Northern blot analyses of RNA from proximal and distal colon revealed similar changes in both genotypes in response to Na+ restriction (Fig. 6, right). cHKA mRNA was not detected in proximal colon of Na+-replete mice of either genotype, but very low levels could be detected after Na+ restriction (Fig. 6; longer exposures not shown). In distal colon, expression of both the wild-type cHKA mRNA in cHKA+/+ mice and the mutant mRNA (which is larger due to insertion of the neomycin resistance gene) in cHKA-/- mice were induced after Na+ restriction. Na+-K+-ATPase beta 1-subunit mRNA increased slightly in both proximal and distal colon of cHKA+/+ and cHKA-/- mice after Na+ restriction, whereas mRNA for the alpha -subunit of ENaC was unchanged. In Na+-replete mice, CHIF mRNA was not detected in proximal colon, and with the short (3 h) exposure time shown in Fig. 6, CHIF mRNA was detected at only trace levels in distal colon. In contrast, it was sharply induced in distal colon of both genotypes after Na+ restriction. Na+ restriction also caused a sharp induction of the mRNAs encoding the beta - and gamma -subunits of ENaC in proximal and distal colon of both groups of mice.
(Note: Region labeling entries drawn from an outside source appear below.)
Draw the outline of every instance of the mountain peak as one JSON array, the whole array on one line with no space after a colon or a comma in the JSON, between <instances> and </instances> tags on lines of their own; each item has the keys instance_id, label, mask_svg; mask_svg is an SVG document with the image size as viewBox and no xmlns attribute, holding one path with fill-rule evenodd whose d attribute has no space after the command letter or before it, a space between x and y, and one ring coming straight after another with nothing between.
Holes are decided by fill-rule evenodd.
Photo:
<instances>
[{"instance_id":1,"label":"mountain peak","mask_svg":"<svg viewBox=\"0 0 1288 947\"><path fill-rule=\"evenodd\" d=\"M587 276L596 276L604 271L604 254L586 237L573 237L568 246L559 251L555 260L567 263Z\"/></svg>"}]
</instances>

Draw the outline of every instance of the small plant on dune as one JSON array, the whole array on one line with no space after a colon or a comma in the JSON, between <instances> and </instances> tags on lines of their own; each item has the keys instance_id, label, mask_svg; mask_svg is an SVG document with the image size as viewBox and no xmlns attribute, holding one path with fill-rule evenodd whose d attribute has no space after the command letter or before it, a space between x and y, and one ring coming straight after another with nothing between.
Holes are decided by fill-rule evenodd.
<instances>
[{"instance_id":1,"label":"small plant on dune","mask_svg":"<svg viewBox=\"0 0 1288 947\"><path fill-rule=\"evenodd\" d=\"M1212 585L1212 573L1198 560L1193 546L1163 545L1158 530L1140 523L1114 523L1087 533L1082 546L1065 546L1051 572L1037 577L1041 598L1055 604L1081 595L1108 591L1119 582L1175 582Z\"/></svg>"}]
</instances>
Isc in the distal colon of Na+-restricted cHKA+/+ and cHKA-/- mice. In an initial set of experiments designed to test the concentrations of amiloride needed to fully inhibit ENaC, we measured transepithelial current in the distal colon of Na+-restricted cHKA+/+ and cHKA-/- mice under short-circuit conditions in the absence of amiloride and then in the presence of 1 µM and then 50 µM amiloride. Dietary Na+ restriction was used to enhance the magnitude of the ENaC-mediated currents. The basal Isc in cHKA-/- colon was significantly lower than that in cHKA+/+ colon (-39.1 ± 6.7 µA/cm2 and -193.2 ± 14.1 µA/cm2, respectively; P < 0.01; Fig. 7). After the luminal addition of 1 µM amiloride, the Isc decreased in both groups (cHKA-/-, -13.7 ± 3.3 µA/cm2; cHKA+/+, -59.7 ± 6.9 µA/cm2; P < 0.01). Addition of 50 µM amiloride led to a further reduction in the Isc (cHKA-/-, 0.5 ± 1.2 µA/cm2; cHKA+/+, 22.7 ± 4.1 µA/cm2; P < 0.01). In subsequent experiments, 50 µM amiloride was used to inhibit the ENaC-mediated current.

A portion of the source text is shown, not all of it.